Since I started my scientific career, my interest has been to improve knowledge about neurodegenerative diseases, specifically in Huntington’s disease (HD). With this idea, for the last two years of my bachelor’s degree in biology (2011-2013) and master’s degree (2013-2014), I enrolled in a project with the goal of removing mutant huntingtin aggregates by autophagy cell activation. After these years working with human cell line cultures and becoming familiar with the field of molecular and cellular biology, I moved to the Center for Applied Medical Research (Pamplona, Spain) to take pre-doctoral training in the field of dementia, neurodegeneration, and Huntington’s disease. There, I joined the Cellular Neurobiology Laboratory under the supervision of Isabel Perez Otaño. My work involved developing therapies targeting aberrant GluN3A expression in HD. GluN3A protein expression levels are increased in HD mouse models and its genetic deletion recover most of the motor symptoms. Thus, my project was focused on the reduction of GluN3A protein levels using RNA interference (RNAi) technology delivered by adeno-associated virus, as a possible treatment in humans. Reduction in GluN3A protein levels in neuronal dendritic spines in HD YAC128 mice improved motor symptoms. Due to the moving of the laboratory to the Neuroscience Institute in Alicante in 2017, I also started another project based on the study of temporal dynamics and cell expression of GluN3A. The main goal of this project was to identify brain nuclei with GluN3A expression and understand its expression in depth to validate it as a therapeutic target for HD. Furthermore, this study will help to understand other GluN3A aberrant expression disorders such as schizophrenia, bipolar disorder, or substance abuse. In 2020, I joined Vincent Dion’s lab at the UK Dementia Research Institute at Cardiff University as a postdoctoral fellow. Here, I have aimed to provide the in vivo proof of concept for an innovative CRISPR-based gene editing approach to treat HD. This is the first method capable of reducing the size of the CAG/CTG repeat that causes HD.

Biography

I started my scientific career in 2010 as an undergraduate student in Felipe Xose-Pimentel’s laboratory in the Cancer Research Institute at Salamanca University (Spain) for 3 years. I completed B.Sc. in general biology and biotechnology in 2013 and my MSc in Biology and Cancer in 2014 at the Salamanca University (Spain).

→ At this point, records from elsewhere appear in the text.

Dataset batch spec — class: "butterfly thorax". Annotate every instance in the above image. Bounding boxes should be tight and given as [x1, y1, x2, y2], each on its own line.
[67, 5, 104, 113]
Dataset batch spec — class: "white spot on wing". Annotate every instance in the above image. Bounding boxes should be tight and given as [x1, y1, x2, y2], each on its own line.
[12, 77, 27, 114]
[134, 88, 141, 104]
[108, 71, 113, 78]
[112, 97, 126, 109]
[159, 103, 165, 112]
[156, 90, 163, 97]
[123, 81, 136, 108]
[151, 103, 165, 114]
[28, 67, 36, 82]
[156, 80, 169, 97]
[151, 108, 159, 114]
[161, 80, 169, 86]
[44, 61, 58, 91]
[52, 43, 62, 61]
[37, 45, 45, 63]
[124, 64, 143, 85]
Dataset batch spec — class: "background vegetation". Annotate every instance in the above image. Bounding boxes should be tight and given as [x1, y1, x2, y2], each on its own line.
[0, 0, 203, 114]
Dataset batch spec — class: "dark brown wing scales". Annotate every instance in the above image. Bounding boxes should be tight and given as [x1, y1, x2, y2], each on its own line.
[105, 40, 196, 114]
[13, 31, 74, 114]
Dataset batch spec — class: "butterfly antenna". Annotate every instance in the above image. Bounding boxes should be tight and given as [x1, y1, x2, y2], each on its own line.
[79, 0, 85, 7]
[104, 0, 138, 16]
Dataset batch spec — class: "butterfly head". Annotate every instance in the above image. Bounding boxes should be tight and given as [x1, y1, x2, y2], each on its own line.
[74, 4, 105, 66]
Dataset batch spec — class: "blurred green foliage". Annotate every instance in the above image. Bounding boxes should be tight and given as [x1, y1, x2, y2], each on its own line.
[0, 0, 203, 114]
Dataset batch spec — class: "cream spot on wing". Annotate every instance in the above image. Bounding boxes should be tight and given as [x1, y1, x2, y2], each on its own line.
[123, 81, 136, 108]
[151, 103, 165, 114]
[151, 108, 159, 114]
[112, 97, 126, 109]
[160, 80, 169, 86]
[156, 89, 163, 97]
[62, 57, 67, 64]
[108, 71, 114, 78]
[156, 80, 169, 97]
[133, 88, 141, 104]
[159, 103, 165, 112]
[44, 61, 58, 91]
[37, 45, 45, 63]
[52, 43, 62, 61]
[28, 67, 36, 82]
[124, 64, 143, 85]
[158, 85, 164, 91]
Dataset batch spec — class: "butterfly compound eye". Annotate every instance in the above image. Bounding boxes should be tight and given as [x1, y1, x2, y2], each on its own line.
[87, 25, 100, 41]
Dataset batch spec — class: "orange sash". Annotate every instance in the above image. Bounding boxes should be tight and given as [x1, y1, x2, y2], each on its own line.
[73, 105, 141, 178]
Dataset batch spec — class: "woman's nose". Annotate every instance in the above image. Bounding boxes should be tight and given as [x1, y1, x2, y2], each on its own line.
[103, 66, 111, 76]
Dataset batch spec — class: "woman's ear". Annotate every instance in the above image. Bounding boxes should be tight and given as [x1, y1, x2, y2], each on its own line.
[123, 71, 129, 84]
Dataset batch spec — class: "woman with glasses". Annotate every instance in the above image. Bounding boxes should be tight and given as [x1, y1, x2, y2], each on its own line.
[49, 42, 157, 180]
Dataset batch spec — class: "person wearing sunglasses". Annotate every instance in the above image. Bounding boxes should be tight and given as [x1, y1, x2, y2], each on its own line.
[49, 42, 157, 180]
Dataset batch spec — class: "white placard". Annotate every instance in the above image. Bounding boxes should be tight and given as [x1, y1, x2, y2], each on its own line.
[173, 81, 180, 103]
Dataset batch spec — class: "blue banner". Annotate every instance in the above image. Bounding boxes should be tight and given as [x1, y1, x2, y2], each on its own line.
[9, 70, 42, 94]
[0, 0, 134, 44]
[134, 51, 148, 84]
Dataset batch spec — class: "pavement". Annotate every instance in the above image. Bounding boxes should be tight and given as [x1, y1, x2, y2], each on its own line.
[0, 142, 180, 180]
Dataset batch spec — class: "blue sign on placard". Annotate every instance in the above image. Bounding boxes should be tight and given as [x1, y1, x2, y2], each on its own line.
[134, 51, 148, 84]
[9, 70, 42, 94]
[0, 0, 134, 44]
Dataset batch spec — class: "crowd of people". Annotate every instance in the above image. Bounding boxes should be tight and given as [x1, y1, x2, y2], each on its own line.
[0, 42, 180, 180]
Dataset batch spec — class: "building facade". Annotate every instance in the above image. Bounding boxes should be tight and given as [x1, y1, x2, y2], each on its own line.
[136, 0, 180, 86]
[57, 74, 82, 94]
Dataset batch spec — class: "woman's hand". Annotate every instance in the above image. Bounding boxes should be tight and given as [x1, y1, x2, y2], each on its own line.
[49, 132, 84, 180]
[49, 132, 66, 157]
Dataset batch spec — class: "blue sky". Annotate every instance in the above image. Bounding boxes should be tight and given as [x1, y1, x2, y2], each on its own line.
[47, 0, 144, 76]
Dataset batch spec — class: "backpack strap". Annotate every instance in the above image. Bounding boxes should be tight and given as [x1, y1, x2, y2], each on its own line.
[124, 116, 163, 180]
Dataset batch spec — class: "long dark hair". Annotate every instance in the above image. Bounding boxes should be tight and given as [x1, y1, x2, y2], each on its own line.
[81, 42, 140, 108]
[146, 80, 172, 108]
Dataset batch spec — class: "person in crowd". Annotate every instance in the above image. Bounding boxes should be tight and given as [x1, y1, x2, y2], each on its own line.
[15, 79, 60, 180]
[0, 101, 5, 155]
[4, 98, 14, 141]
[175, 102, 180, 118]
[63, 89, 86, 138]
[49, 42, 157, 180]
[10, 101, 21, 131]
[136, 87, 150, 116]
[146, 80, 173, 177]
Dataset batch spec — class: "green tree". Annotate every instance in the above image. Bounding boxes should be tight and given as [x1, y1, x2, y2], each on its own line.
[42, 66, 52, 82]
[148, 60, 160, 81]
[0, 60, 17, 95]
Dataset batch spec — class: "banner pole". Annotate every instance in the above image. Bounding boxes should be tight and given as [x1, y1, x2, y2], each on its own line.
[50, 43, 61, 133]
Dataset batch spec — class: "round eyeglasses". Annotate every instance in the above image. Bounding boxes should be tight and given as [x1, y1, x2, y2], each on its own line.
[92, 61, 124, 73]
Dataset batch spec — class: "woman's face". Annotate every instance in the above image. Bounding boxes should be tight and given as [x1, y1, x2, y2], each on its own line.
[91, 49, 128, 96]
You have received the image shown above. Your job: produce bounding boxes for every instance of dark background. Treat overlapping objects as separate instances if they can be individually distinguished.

In 2015 I joined Isabel Perez-Otano’s lab as PhD in at the Centre for Applied Medical Research (CIMA) in University of Navarra (Spain) with a competitive fellowship “FPI” from Spanish government. My project as a PhD student was the use of RNAi against GluN3A, a NMDA receptor in neurons, as a treatment for HD.

Two years after, Isabel Perez-Otano moved her laboratory to the Institute of Neuroscience in Alicante (Spain). For the last two years of my thesis, I studied temporal and cell populations GluN3A expression in non-pathological conditions.

In 2020 I moved to Vincent Dion’s laboratory at the UK Dementia Research Institute at Cardiff University where I am studying gene editing tool to induce CAG/CTG contractions in Huntington’s Disease.